I clenched my fists ready to retaliate, but I hesitated as something caught my eye. Looking towards the window were the gray was concealed behind drawn blinds, I saw through the small slits, the start of the storm. I breathed and focused on the real world, the world that integrated black and white together.
Finally I calmly stated, "I am not the beast and neither are you, the theories and beliefs are. What we believe in, is what we become." In silence I listened to the soothing pitter patter of the rain. Steeling myself I explained, " I think I know why you wanted to see me. You wanted to confirm your idea that I had become the monster people had described the Jewish race to be so you wouldn't feel guilty that you had sent an innocent person to their death.

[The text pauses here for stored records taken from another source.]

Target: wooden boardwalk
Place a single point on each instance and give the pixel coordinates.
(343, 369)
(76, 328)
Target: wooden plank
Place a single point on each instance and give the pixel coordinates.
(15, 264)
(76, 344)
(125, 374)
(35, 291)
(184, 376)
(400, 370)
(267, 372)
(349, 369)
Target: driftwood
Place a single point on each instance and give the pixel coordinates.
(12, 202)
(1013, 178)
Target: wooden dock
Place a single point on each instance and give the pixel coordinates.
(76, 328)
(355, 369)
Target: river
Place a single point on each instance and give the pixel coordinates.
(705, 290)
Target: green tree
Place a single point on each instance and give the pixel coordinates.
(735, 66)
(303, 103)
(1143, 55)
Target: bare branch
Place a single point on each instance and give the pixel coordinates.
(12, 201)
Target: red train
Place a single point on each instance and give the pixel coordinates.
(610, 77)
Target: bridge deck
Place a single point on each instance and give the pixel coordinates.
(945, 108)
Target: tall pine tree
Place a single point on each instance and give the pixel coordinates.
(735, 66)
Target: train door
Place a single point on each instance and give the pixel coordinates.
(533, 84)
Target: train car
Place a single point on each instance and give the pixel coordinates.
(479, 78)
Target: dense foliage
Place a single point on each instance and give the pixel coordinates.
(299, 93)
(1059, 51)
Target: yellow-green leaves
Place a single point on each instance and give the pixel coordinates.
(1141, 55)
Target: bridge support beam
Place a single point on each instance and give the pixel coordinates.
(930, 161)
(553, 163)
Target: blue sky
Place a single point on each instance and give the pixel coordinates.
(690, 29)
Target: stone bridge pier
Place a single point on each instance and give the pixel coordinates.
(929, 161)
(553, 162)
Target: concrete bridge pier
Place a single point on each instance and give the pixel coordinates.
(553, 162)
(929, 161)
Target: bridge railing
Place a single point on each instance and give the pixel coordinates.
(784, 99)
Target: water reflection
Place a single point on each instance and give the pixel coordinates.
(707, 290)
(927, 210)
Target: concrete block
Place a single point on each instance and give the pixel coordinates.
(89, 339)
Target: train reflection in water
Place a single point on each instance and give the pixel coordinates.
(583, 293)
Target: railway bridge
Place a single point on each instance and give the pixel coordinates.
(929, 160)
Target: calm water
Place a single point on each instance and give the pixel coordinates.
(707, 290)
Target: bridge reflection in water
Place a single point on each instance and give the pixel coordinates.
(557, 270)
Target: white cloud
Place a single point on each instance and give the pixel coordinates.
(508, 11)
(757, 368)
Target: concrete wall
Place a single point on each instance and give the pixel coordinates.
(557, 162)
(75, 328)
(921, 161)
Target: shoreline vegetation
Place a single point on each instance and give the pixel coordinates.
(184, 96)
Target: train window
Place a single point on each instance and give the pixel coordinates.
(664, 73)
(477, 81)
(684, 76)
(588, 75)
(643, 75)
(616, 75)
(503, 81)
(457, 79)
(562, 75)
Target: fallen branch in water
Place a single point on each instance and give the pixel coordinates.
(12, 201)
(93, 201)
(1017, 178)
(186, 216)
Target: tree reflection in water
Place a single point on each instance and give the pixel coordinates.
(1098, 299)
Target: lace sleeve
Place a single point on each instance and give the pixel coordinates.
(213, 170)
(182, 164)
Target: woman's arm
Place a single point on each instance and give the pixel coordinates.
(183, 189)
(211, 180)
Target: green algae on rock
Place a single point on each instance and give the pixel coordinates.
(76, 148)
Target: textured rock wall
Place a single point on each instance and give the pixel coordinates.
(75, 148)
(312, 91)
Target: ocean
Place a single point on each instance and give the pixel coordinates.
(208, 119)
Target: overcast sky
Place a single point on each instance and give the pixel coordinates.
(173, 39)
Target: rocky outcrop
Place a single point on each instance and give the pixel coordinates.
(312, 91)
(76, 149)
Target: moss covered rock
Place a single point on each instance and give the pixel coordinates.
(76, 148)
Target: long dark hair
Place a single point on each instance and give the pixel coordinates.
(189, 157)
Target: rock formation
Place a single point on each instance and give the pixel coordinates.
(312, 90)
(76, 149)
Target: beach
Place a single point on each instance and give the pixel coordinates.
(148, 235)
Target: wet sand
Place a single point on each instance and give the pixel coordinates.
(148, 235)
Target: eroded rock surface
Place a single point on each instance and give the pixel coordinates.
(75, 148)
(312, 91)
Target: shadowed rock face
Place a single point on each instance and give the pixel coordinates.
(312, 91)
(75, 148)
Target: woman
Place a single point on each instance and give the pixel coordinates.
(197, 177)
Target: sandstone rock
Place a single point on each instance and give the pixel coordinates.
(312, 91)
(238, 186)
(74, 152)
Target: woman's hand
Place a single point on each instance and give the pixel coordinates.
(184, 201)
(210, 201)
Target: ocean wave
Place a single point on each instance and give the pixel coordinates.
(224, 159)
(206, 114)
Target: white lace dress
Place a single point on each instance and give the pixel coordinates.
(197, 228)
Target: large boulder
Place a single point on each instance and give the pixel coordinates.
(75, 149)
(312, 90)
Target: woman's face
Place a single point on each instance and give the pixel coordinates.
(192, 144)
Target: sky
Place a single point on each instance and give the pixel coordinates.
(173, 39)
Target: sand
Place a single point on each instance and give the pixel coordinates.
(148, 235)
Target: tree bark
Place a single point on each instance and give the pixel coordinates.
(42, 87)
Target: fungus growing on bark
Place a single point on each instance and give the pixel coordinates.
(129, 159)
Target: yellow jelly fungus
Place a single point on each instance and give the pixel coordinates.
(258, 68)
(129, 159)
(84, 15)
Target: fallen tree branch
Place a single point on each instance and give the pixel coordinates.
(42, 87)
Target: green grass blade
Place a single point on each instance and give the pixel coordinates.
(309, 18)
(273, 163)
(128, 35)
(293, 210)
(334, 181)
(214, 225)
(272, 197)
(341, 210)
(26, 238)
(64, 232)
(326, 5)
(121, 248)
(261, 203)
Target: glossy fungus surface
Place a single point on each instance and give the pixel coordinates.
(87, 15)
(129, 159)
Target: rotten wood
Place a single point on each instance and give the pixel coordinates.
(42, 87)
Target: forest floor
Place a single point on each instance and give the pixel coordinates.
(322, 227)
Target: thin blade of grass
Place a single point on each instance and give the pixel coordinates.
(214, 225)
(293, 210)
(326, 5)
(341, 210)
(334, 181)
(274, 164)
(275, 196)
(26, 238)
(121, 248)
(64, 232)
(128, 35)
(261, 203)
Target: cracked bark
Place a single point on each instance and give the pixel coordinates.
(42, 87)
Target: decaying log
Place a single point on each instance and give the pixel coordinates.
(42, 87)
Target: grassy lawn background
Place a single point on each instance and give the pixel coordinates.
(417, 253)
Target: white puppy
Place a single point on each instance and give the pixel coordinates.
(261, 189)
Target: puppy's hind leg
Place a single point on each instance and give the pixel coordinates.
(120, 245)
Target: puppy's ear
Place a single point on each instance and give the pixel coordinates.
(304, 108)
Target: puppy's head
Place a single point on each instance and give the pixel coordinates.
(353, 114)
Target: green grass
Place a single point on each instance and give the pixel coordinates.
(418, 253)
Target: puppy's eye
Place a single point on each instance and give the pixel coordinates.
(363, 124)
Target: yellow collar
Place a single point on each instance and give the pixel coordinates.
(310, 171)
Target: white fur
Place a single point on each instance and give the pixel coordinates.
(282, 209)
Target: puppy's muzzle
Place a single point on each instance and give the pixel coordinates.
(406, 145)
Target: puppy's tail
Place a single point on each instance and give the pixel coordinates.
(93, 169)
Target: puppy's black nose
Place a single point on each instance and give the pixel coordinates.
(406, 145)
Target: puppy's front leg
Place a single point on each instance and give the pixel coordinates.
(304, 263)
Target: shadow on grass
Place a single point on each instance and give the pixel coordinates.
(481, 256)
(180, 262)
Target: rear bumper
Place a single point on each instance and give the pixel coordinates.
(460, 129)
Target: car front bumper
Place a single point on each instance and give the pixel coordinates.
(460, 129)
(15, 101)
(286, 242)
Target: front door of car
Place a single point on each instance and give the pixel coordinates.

Maybe I have become a monster, but not because I'm Jewish and I hope you realize that someday."
Not waiting for his reaction, I escaped out into the open air and fled only into the arms of the guards. I didn't resist and was shoved into the thinning line.
I slipped, fully drenching myself in a pool of water which oddly enough, was clear and clean instead of the polluted liquid I expected it to be. Maybe not all of it had gotten tainted by the factories. There was no use in wiping it off, seeing that I would be soaked by the storm no matter what I did. Instead I spread my arms wide and embraced the onslaught of rain.
Our turn had finally come and we moved we herded into the buildings, sneered at like animals. Tilting my head towards the clouds, I caught my last glimpse of the world before I walked in. Sent from the heavens, a flood of rain poured down in the shape of a teardrop, and in the color of gray.